Splunk¶

Forward Splunk alerts to Robusta via a Splunk webhook alert action.

Prerequisites¶

• A Robusta account with API access.

• Your Robusta account_id, found in generated_values.yaml.

• A Robusta API key with Read/Write access to alerts.

• Splunk admin access to define alert actions.

Webhook URL¶

https://api.robusta.dev/webhooks?type=alert&origin=splunk&account_id=<ACCOUNT_ID>

Configure Splunk¶

Splunk's built-in Webhook alert action does not let you set custom headers, so authenticate via the URL.

1. Open or create a Splunk saved search and choose Add Actions → Webhook.

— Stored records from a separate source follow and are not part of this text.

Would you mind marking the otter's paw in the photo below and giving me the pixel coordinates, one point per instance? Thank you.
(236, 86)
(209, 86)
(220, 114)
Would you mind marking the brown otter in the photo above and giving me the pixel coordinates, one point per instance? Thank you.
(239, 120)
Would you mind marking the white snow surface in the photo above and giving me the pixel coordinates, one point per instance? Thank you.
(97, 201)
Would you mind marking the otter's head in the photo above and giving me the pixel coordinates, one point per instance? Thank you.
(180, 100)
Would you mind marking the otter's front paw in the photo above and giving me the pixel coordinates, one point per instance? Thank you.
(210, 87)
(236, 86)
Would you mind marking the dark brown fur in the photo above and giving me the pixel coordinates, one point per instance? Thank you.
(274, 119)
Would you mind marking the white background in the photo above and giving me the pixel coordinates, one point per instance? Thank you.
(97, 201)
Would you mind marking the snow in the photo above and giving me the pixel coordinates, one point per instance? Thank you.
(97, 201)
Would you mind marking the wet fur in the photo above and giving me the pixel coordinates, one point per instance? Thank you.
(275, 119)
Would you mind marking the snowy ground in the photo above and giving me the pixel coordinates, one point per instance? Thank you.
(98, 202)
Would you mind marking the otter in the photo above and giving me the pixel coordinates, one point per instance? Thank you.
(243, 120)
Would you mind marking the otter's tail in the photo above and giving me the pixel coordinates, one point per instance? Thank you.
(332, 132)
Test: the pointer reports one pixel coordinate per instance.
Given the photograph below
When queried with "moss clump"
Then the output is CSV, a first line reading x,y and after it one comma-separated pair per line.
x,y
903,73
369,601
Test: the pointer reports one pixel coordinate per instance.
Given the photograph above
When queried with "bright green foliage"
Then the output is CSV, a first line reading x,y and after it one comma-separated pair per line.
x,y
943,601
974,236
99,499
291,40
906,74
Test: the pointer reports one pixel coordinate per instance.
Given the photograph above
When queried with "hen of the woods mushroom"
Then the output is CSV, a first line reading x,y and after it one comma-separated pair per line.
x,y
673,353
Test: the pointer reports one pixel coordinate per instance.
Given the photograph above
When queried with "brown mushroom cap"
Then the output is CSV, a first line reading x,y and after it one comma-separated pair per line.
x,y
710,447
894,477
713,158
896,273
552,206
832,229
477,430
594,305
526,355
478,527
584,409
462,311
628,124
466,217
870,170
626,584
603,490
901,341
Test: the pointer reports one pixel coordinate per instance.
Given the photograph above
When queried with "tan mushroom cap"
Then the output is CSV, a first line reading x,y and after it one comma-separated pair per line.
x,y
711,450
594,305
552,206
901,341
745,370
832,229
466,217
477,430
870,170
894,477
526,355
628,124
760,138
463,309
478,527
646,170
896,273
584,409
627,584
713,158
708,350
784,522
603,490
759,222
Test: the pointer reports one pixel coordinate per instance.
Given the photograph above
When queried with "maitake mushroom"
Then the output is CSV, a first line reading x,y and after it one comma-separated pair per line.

2. Set the URL to the webhook URL above with &token=<ROBUSTA_API_KEY> appended, so authentication travels with the request:

   https://api.robusta.dev/webhooks?type=alert&origin=splunk&account_id=<ACCOUNT_ID>&token=<ROBUSTA_API_KEY>
   

3. Save the search. If your Splunk environment has the Webhook Alert Action app installed, you can instead set an Authorization: Bearer <ROBUSTA_API_KEY> header and use the plain webhook URL without &token=….

Verify¶

Trigger the saved search manually. The event should appear in Settings → Delivery Log and on the Robusta timeline.